Timothy Brennan QC and Akash Nawbatt succeed in the Court of Appeal on the ‘Round the World’ scheme

On 8 July 2010 the Court of Appeal handed down judgment in HM Revenue & Customs v Smallwood [2010] EWCA Civ 778, concerning the ‘Round the World’ tax avoidance scheme.

The scheme, devised by accountants in the UK, sought to avoid UK capital gains tax on planned disposals of parcels of shares, by putting the shares into the hands of Mauritius trustees, causing those trustees to sell the shares, and then appointing UK resident trustees. The aim was to avoid the impact of the Taxation of Chargeable Gains Act 1992, s 86 (attribution of gains to settlors with interest in non-resident settlements), by bringing the disposals within the terms of s 77 (charge on settlor with interest in settlement) and then, by taking advantage of the UK/Mauritius double taxation agreement (DTA), to avoid tax in both jurisdictions.

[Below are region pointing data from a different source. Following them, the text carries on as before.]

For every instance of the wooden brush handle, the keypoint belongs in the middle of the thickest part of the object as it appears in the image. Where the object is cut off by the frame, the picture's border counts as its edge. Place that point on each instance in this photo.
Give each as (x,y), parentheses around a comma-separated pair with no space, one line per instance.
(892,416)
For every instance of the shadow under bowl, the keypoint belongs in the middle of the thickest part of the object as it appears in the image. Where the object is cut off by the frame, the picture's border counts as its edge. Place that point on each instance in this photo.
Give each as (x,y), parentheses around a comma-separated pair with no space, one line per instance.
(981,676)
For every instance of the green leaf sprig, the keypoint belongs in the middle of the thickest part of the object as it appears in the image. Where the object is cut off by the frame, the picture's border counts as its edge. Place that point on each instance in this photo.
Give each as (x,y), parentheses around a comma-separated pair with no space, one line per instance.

HMRC had succeeded before the Special Commissioners, but that decision was reversed by Mann J on appeal. Allowing HMRC’s further appeal, the Court of Appeal reinstated the decision of the Special Commissioners. The trust was (under Article 4 of the DTA) a resident both of the UK and of Mauritius. The Special Commissioners were entitled, having regard to the carefully orchestrated steps which were taken, and the control of the scheme of management of the trust, to conclude for the purposes of the residence tie-breaker in the DTA that the place of effective management of the trust was in the UK. Consequently, the UK could tax the gains on the disposals.

There are understood to be 95 other cases using the Round the World scheme with total tax at stake of around £70 million.